Their Totally Tahoe Day Camp, open through Aug. 24, offers children from first grade through their senior year in high school a range of art projects, crazy games, songs, skits, beach time and field trips. The day camp meets from 8 a.m. to 5:30 p.m. weekdays.



“The Boys and Girls Club camp is just a wonderful opportunity that families can take advantage of,” said Executive Director Isabelle Rodriguez.

Rodriguez said that the camp, in its 10th year, embodies everything the youth club stands for, that is, to “inspire and enable all young people, especially those who need us most, to become caring and responsible and productive citizens.



“Our goal is to connect with a child so they have a meaningful experience,” Rodriguez said.

The program is divided into three camps: A day camp, a sports camp and a teen camp. The day camp and the sports camp follow a similar schedule, with a different theme or field trip each week, but the teen camp operates on a different concept, with field trips to Chimney Beach, mini golf, paint ball, kayaking, and two overnight trips to sister clubs in San Francisco and Santa Cruz.

“Because our teen program has been so responsive, we have twice as many field trips,” Rodriguez said. “There are more options for teenagers.”

In years past, the club has charged teenagers.
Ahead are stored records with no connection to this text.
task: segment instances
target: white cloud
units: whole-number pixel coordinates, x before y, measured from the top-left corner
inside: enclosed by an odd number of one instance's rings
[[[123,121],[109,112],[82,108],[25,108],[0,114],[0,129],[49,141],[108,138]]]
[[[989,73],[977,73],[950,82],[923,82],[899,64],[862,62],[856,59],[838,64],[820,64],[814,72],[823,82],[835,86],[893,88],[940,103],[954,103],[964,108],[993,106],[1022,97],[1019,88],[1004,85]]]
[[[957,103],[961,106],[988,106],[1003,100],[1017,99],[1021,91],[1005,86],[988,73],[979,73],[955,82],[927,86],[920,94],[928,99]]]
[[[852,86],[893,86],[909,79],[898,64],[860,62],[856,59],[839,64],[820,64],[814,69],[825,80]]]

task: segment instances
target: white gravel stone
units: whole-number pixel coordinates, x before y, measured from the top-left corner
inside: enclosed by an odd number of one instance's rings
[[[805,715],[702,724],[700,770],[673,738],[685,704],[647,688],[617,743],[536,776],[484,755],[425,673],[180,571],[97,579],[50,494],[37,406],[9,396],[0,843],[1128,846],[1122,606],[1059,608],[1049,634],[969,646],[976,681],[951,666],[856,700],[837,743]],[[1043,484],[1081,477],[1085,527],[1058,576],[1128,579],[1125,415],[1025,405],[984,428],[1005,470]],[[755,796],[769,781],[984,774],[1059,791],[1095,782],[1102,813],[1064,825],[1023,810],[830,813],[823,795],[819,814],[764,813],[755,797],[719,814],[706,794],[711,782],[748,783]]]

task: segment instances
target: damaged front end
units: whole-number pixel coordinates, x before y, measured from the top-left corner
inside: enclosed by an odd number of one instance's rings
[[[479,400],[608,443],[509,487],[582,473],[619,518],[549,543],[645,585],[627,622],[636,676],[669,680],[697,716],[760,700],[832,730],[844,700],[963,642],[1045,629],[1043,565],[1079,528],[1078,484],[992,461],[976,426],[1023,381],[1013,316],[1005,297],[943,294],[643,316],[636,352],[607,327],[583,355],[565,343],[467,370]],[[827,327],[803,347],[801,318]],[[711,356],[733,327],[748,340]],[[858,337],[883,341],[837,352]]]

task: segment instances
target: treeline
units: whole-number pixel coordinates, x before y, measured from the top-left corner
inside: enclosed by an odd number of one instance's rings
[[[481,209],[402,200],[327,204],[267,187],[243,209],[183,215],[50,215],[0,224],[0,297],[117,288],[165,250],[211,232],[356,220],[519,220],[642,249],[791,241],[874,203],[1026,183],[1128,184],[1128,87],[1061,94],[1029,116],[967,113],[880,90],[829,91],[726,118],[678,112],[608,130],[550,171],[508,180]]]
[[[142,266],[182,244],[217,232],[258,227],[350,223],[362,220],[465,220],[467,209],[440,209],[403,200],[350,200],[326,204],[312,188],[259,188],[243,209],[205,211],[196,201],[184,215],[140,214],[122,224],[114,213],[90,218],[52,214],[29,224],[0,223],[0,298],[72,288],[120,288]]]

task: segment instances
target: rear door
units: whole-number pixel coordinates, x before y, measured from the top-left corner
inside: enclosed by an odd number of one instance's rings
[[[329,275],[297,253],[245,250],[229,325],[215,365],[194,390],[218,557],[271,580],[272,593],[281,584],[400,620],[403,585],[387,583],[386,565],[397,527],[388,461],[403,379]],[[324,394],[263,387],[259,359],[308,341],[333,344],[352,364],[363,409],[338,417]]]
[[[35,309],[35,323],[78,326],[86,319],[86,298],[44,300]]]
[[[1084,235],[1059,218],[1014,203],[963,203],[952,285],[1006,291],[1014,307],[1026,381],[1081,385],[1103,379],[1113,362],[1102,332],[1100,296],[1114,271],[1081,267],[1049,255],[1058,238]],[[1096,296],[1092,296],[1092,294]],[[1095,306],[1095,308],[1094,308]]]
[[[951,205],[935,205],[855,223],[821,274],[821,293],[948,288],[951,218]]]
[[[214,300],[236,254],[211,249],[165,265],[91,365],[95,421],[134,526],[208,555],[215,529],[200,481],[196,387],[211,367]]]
But Rodriguez said she realized that as youths grow older, their parents expect more financial responsibility. As a result, some teenagers stopped attending the camp.

This summer, in hopes of attracting more youth, Rodriguez dropped the fee for teenagers to visit the club, she said. The club only charges a fee, ranging from $5 to $25, for field trips.

The youth center will also sponsor two sessions for a technology camp offering the club’s signature lego-robotics, mathematics and engineering technology program.

The children will learn how to use a computer to program a robot, and then ask the robot to do a series of exercises by computer command, Rodriguez said.

Since the loss of its recreation programming on the North Shore, the North Tahoe Public Utility District provides the club with a significant subsidy each year, said district Executive Assistant Pam LeFrancois. That was what the board of directors did to help offset the absence of a recreation component, she said.

“It’s a good cause,” LeFrancois said. “It gives the kids something to do in the summer, some structured activities, some opportunities that they would not otherwise be able to do.”

Rodriguez said she expects upwards of 100 kids to attend the club’s camps per day, with the campers coming from Kings Beach, Truckee, Incline, the West Shore and from families spending their vacation at Lake Tahoe.

“The community gives to the club, so the kids have a place to go,” Rodriguez said.